Bart Ehrman's Lost Christianities: The Battles for Scripture and the Faiths We Never Knew tells the story of the rise of orthodoxy and of what was lost in the process. Where King's style is tartly academic, Ehrman's is marked by the narrative thrust of a good story or even a sermon. He reveals the early Christian centuries engaged in "healthy literary battle," at least until the council of Nicea in 325 "the first council at which bishops from around the world were brought together to establish a consensus on major points of faith and practice." The end result of the establishment of consensus, he argues, was that the mix of early Christianities that he is at pains to identify, and which he clearly treasures, was lost.
Among the weapons employed in the battles for Christian supremacy, he shows, were "the construction of polemical refutations, the publication of character slurs, the creation of forged documents in the names of the apostles." The doomsday weapon was the formation of a canon of sacred authorities.
Ehrman has provided fresh authoritative translations of the texts that fell outside in the canon in Lost Scriptures: Books that Did Not Make It into the New Testament. These "lost scriptures" feature 17 gospels (including the Gospel of Mary, on which Karen King has recently published a commentary), five "acts," 13 epistles and related writings, and seven apocalypses and revelatory treatises (including "The Shepherd of Hermas," which, as Ehrman points out, was exceedingly popular among early Christians). Dipping into "Lost Scriptures," one feels a rush of enticing strangeness attending the opening of the Nag Hammadi pot.
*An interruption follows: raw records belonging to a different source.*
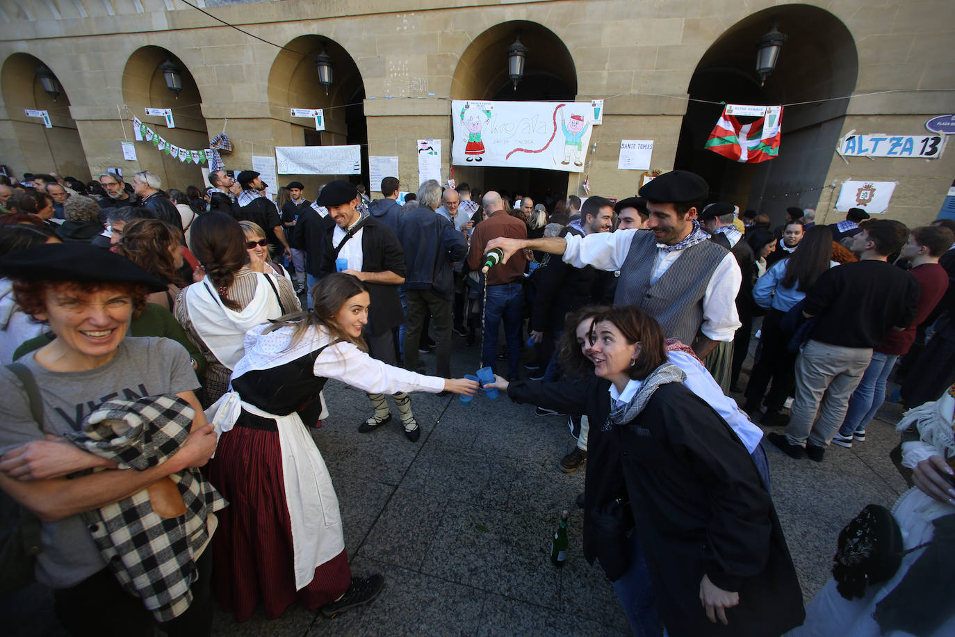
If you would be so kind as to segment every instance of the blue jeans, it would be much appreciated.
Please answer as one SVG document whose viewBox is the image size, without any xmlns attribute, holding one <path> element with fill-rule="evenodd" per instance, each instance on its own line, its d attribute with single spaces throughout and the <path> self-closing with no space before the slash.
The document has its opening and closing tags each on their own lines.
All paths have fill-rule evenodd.
<svg viewBox="0 0 955 637">
<path fill-rule="evenodd" d="M 859 382 L 859 387 L 849 399 L 845 419 L 838 428 L 839 435 L 852 435 L 856 432 L 865 431 L 869 420 L 872 420 L 876 412 L 885 402 L 885 381 L 897 360 L 899 354 L 872 352 L 872 362 L 865 368 L 862 380 Z"/>
<path fill-rule="evenodd" d="M 518 377 L 520 363 L 520 320 L 523 313 L 524 290 L 520 283 L 487 287 L 484 306 L 484 334 L 480 346 L 481 367 L 494 369 L 498 357 L 498 329 L 504 320 L 507 338 L 507 376 Z"/>
<path fill-rule="evenodd" d="M 630 533 L 630 567 L 613 583 L 613 592 L 617 593 L 624 606 L 630 629 L 637 637 L 659 637 L 663 633 L 660 613 L 656 609 L 656 593 L 650 573 L 647 569 L 647 560 L 640 547 L 637 532 Z"/>
</svg>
This patient and multifaceted study is exceptionally clear about the logic of heresy. He exposes the false arguments that privilege orthodoxy as original, when in historical fact it was the end product of conquest and negotiation, of attack and consensus. "The apostles, for example, did not teach the Nicene Creed or anything like it. Indeed, as far back as we can trace it, Christianity was remarkably varied in its theological expressions." If this reminds you of the contemporary taste for diversity - well, me, too.
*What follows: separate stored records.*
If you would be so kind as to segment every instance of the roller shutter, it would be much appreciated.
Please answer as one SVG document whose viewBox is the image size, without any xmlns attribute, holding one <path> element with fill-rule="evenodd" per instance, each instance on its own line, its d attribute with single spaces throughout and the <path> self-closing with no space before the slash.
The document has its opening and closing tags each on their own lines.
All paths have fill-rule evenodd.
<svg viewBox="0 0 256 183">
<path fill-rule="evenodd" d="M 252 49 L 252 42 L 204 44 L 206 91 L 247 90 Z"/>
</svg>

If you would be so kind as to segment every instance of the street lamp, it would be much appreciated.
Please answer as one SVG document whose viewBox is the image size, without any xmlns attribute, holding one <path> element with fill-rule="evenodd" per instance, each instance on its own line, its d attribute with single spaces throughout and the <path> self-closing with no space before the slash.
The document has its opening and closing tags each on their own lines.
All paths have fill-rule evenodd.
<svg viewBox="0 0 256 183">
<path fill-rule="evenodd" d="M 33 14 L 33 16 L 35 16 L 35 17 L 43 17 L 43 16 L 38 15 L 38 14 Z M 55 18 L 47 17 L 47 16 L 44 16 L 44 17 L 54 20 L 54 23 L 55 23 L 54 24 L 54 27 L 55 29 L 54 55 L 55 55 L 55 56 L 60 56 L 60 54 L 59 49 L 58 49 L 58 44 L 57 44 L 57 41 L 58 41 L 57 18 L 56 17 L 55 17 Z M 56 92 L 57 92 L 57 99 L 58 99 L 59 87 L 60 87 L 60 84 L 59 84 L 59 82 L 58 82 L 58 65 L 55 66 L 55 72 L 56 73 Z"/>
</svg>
Ehrman's new Loeb Library edition of "The Apostolic Fathers" (a title unknown before the 17th century) presents a scholarly edition, with a lively translation, of Christian writings that circulated before the Biblical canon was established. Some were popular, some not; some were considered part of the sacred Scriptures. His edition replaces one published in 1917-18. The Loeb Library, famous for pocket-book-sized editions of "classics" in red (Latin) or green (Greek) cloth bindings, and now published by Harvard University Press, presents the newly edited original text, with English translations en face, at affordable prices.
As Charles Taylor argues in Varieties of Religion Today, both belief and unbelief now leave us unsatisfied. We live on the cusp. "For what believer," he asks rhetorically, "doesn't have the sense that her view of God is too simple, too anthropomorphic, too indulgent?"
This short book by a great contemporary philosopher revisits William James's "Variety of Religious Experience" and finds much of it still valid a hundred years later. He revives James's attack on "the agnostic veto": "Don't believe in God until you have overwhelming evidence." And he observes contemporary varieties - including revived heresies - with calm detachment.
Observing that "the present dispensation" includes many "somewhat shallow and undemanding spiritual options," he nevertheless reminds us that the alternatives are unacceptable: "hypocrisy, spiritual stultification, inner revolt against the Gospel, the confusion of faith and power, and even worse."
By his own example, Taylor shows that as a form of attention to "the double call" of doubt and faith, religion is an enduring good.
• Tom D'Evelyn is an editorial consultant in Providence, R.I.